Gold is well-known as a hedge against inflation. It probably won’t take too many more signs of inflation heating up for real rates to go lower — because real rates account for inflation — and for investors to start stocking up on gold.
In the meantime, talk about a bargain bonanza!
Gold Miners Are Cheap!
Here’s a chart from the commodity specialists at Sprott. It’s an eye-popper.
As you can see, free cash flow yields from the gold miners are at all-time highs, while valuations are at all-time lows. Gold miners’ balance sheets are clean and debt levels are low, which makes for positive net cash. Capital expenditures (Capex) is also near lows. And earnings expectations are shifting into higher gear. Dang right, gold miners are bargains.

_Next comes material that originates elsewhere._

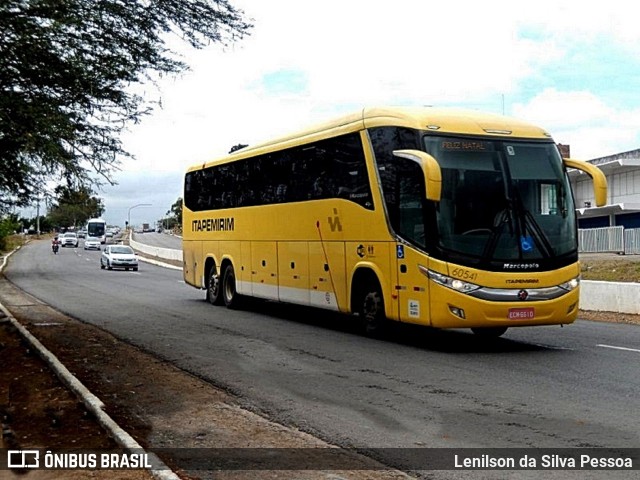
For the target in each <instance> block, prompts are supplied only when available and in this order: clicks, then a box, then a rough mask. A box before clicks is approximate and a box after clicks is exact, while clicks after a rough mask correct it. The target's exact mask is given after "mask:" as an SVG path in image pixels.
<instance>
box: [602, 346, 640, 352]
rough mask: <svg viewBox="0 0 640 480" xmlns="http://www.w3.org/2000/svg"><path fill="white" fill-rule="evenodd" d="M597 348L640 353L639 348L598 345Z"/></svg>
mask: <svg viewBox="0 0 640 480" xmlns="http://www.w3.org/2000/svg"><path fill="white" fill-rule="evenodd" d="M596 347H602V348H612V349H614V350H624V351H625V352H637V353H640V349H638V348H627V347H616V346H614V345H602V344H598V345H596Z"/></svg>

So when should you buy? I have one more chart for you, this one is of the SPDR Gold Shares (NYSE: GLD), the world’s biggest gold ETF. It tracks the price of gold closely.
You can see that anytime the GLD tests its 200-day moving average, that’s usually a great time to buy. That’s because the 200-day moving average is seen as a dividing line between the long-term uptrend and downtrend. When the GLD — and gold — tests that, investors are panicking. And counterintuitively, that’s a great time to buy gold.
Looking at this, it’s easy to see gold is close to starting a run back to AT LEAST its highs from August. And it could go much higher.
After all, President-elect Joe Biden just made a speech in which he said America should “set aside deficit concerns” in spending to fix infrastructure, healthcare and more.
The sky’s the limit on spending. That’s usually bearish for the dollar, and quite bullish for gold.